Caught Between a Rock and a Hard Place
Russia’s invasion of Ukraine aggravated what was already a tricky scenario for policymakers, pushing the EU into the dilemma of curbing inflation without dampening economic growth.
Skyrocketing natural gas prices have made inflation the most burning issue for policymakers. The only weapon in the ECB’s arsenal is its benchmark interest rate. Higher interest rates curb inflation by dampening demand. However, lower consumer spending slows economic growth.
Are the Markets Overreacting?
The situation is worrisome but not without silver linings.
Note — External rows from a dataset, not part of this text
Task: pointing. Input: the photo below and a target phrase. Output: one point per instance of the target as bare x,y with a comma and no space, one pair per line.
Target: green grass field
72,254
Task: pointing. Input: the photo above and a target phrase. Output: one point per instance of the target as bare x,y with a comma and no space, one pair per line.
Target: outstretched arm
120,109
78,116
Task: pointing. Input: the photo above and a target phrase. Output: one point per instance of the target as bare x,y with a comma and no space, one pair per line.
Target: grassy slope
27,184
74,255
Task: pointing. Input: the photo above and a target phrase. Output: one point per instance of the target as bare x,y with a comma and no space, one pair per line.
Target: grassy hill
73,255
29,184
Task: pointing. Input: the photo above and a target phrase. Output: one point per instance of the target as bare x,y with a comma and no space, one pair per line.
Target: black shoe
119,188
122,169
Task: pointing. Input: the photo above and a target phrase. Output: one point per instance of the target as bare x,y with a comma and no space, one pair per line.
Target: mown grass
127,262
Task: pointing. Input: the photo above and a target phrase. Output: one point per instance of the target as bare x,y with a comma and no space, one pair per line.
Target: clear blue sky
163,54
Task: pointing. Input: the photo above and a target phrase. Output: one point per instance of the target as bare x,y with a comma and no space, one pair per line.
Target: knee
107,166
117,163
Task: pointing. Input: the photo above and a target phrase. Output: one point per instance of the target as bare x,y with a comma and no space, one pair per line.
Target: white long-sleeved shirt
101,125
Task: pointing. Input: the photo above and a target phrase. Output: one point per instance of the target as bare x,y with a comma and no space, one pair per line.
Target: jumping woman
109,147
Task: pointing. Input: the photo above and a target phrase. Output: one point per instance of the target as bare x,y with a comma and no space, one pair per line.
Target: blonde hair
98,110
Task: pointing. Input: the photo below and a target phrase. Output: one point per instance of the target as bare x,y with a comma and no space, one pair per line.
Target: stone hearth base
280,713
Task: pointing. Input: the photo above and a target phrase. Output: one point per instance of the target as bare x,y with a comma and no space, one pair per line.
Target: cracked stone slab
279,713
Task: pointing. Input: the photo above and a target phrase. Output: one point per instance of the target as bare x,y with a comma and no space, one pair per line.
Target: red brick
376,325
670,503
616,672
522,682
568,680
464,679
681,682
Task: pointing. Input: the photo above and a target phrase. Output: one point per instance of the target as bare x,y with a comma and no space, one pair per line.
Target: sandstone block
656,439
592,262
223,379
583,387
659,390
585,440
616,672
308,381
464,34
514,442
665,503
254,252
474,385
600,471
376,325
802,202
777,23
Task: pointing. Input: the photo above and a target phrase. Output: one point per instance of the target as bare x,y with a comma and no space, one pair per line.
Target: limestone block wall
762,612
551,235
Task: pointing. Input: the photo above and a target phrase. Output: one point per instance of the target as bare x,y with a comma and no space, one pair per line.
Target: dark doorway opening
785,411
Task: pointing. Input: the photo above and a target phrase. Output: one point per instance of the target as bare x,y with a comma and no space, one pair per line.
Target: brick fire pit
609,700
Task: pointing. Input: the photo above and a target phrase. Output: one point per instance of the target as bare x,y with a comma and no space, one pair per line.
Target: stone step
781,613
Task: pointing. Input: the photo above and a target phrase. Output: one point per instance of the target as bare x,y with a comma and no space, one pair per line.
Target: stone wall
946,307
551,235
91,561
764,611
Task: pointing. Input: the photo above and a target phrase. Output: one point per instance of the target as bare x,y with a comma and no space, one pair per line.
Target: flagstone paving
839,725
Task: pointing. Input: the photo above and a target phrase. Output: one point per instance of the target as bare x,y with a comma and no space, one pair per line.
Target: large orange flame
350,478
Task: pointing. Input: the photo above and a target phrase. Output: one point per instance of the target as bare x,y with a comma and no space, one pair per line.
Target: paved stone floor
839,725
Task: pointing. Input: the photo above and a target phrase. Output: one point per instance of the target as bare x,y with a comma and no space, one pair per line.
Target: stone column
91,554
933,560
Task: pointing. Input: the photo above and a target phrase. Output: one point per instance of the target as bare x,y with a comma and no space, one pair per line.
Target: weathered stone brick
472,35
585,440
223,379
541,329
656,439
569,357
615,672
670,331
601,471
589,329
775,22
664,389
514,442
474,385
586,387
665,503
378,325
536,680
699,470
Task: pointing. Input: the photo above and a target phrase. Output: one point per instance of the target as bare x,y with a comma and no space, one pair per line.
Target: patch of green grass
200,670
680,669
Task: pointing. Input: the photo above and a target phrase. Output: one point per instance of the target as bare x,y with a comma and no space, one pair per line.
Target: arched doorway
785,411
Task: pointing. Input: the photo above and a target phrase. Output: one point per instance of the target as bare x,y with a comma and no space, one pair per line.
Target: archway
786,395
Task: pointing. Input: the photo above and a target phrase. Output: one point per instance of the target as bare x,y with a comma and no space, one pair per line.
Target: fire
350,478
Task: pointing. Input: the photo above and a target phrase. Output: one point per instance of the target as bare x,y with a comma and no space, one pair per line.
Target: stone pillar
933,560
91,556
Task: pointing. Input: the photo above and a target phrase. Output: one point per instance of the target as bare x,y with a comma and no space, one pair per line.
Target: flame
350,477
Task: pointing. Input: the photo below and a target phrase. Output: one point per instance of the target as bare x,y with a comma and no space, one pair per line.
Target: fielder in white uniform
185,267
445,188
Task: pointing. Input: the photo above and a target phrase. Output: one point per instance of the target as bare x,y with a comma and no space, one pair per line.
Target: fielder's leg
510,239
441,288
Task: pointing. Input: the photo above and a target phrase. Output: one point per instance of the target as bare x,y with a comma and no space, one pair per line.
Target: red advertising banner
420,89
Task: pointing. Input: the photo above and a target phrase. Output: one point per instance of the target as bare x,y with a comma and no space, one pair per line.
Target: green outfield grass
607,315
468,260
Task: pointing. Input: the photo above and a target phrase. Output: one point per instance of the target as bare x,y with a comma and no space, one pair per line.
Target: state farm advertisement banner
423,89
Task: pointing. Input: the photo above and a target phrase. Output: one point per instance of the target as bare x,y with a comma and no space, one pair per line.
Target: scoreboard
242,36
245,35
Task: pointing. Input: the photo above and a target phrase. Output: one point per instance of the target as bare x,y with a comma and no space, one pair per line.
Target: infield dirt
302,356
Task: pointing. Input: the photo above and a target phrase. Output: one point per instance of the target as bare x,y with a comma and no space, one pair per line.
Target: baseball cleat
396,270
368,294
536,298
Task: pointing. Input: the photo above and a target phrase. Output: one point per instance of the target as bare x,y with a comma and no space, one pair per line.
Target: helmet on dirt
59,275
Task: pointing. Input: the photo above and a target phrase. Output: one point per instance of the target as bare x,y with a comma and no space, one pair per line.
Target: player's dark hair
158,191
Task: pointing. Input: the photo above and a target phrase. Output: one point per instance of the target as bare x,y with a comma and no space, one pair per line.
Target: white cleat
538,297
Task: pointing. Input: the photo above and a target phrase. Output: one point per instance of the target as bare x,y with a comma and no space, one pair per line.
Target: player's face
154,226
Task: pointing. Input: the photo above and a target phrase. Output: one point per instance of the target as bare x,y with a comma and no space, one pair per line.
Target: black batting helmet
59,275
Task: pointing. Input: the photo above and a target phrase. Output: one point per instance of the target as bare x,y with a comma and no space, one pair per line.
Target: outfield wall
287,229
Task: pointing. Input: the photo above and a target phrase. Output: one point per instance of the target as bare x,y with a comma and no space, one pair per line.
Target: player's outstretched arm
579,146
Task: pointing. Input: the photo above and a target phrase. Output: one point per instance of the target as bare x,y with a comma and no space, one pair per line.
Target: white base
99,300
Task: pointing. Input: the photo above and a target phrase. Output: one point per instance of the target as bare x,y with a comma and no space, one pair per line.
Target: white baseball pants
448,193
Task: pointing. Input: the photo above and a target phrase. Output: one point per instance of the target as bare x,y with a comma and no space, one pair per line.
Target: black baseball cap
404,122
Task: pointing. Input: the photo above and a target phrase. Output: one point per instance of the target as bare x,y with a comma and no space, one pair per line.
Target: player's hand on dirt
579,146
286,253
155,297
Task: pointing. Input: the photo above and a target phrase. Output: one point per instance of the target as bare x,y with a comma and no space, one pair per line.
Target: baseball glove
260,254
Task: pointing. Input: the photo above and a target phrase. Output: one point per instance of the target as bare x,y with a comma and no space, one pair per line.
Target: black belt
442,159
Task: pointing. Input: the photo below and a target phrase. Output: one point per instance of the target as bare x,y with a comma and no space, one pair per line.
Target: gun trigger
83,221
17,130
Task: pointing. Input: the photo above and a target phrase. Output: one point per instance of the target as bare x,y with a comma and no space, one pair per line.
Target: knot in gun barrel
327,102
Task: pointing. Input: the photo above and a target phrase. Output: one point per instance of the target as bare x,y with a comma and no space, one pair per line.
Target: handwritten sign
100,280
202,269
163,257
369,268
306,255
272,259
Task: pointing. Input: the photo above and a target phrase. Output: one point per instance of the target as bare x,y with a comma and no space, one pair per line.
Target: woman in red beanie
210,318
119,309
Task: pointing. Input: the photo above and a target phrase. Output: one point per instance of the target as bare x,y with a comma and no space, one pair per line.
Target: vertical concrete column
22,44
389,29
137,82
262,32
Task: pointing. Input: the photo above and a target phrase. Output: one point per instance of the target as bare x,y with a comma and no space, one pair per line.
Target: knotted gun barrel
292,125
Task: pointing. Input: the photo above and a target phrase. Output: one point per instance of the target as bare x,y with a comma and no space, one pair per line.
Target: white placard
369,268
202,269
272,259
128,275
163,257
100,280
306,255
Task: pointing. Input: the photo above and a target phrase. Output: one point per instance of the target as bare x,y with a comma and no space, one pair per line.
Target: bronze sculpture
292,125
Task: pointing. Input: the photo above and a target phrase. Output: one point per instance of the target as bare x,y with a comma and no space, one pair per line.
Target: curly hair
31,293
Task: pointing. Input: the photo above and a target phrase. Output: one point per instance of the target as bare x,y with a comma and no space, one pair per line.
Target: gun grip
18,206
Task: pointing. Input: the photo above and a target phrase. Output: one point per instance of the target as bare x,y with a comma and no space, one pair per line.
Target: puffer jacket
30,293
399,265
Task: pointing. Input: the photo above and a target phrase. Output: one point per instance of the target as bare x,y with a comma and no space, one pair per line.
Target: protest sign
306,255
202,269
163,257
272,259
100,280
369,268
There are a few bright factors that could help the common bloc stave off a technical recession.
Slow & Steady
To begin with, the ECB has moved cautiously. Developments on the other side of the pond indicate how jittery policymakers can get. The US Federal Reserve has already hiked rates to 3%-3.25%.
The ECB raised rates, but very gradually, from -0.5% to 0% in July and then from 0% to 0.75% in September. Despite these hikes, the benchmark rate remains well below what economists widely suggest is an economy’s neutral rate (which represents neither stimulation nor tightening), at about 1.5%. This gives the ECB ample room for further tightening.
What’s Recession Anyway?
The term recession is often used rather loosely to mean a slowdown in economic growth or even a brief period of contraction. However, by definition, recession is two consecutive quarters of negative growth, which didn’t even happen during the pandemic slowdown.
A Resilient Economy
Notwithstanding the Russia-Ukraine war, the European economy delivered robust growth in the first half of 2022, triggered by strong trade and some opening of supply chain bottlenecks. In addition, the easing of covid-related restrictions helped a rebound in contact-based service industries, such as tourism. The recovery in turn helped tourism-dependent countries like Greece, where summer tourism is estimated to be higher than the pre-pandemic levels. This is also reflected in the overly positive sentiment for the EU, as seen in Acuity’s Sentiment Widget.